I made my way over to the shelf, aware of the eyes tracking me.
 
I pulled out a random selection of tales—German, Russian, Norwegian—in addition to the ones I knew I’d really need, then returned to my table. Almost immediately, Pumpkin leapt up onto the stack, meowing in irritation at being ignored.
 
“Shoo, you adorable menace,” I said, pushing her off the books to thumb through the collection of German tales. The Grimm Brothers never let me down.
 
With a cry born from the depths of hell, Pumpkin streaked across the table, pouncing on the books with enough force to send them shooting across the table and onto the floor.
 
“You incorrigible beast,” I whispered. “And after all the treats I’ve snuck you!”
 
Pumpkin only curled up on a book of Japanese legends, licking her paw in satisfaction. I glared at her, then leaned over my chair to retrieve the scattered volumes. Most were fine, but the back cover of Legends of the Moors now bore a fresh scar courtesy of an unhinged cat, and Tales of Camelot had landed facedown.
 
I winced as I picked it up. The pages, delicate as dried bones, were bent at tortured angles or partially ripped at their edges.
 
I smoothed the deep wrinkles in the pages, my fingers easing over a wood-block print of a woman in an elegant gown, her long hair flowing around her shoulders like streams of sunlight. A knight crouched before her, one hand extended. Beneath it, in minuscule font, was the caption:
 
 
The Lady of the Lake, known as La Dame du Lac in French manuscripts, bestows the favor of a magical ring upon Lancelot in Avalon.
 
Someone, with a dark stroke of ink, had added an apostrophe between the L and a of Lancelot. L’ancelot.

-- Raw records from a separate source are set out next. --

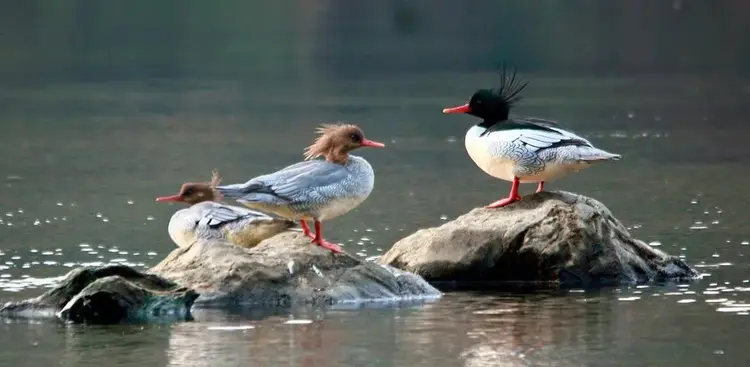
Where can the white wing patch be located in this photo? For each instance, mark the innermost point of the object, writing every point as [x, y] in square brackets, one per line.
[536, 140]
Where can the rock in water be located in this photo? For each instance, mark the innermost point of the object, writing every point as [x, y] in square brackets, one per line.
[284, 270]
[281, 271]
[550, 236]
[108, 294]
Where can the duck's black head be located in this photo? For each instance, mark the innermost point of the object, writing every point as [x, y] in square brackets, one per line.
[493, 105]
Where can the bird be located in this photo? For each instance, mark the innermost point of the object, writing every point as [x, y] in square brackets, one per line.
[521, 149]
[314, 189]
[207, 219]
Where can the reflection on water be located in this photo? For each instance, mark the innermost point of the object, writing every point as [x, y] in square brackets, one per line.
[550, 328]
[109, 167]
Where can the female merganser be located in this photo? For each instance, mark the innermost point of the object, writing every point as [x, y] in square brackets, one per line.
[314, 189]
[524, 149]
[206, 219]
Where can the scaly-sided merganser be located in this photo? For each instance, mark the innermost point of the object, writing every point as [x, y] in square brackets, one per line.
[206, 219]
[524, 149]
[314, 189]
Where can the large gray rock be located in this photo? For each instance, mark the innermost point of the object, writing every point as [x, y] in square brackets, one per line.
[285, 270]
[108, 294]
[556, 237]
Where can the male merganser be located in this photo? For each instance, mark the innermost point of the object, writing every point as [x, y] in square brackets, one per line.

One small mark that revealed the origin of the name and whispered its meaning.
 
I knew so little French, but it was just enough for a hunch. I pulled out my phone, schooling my expression to stay as even as possible, and searched to confirm my suspicion.
 
Ancelot. Servant. L’ancelot. The servant.
 
My lips compressed with the effort it took not to react. This was a story I knew. It had been one of the last Nash had told us before he left in the night and never returned.
 
The High Priestess of that age had fostered Lancelot as a child and raised him in Avalon. When he was old enough to face the dangers of King Arthur’s court, she had given him a ring on behalf of her goddess, known as the Ring of Dispel, or the Dispelling Ring.
 
It was a relic capable of breaking any curse or enchantment, but the catch—and there was always a catch—was that to wield the ring, you had to claim it by deadly force.
 
In other words, kill the current owner, and spend the rest of your life anticipating the same fate.
 
Damn him, I thought, pinching the bridge of my nose.
 
I’d brought up the Ring of Dispel as a potential cure for Cabell’s curse years ago, but Nash, treasure-obsessed Nash, had insisted that it had been destroyed before Avalon was separated from our world.
 
But if Emrys Dye was searching for Lancelot’s ring on behalf of Madrigal, not only had it not been destroyed, Madrigal believed it could be found.
 
Which meant I had a chance—a real chance—to break Cabell’s curse and end this.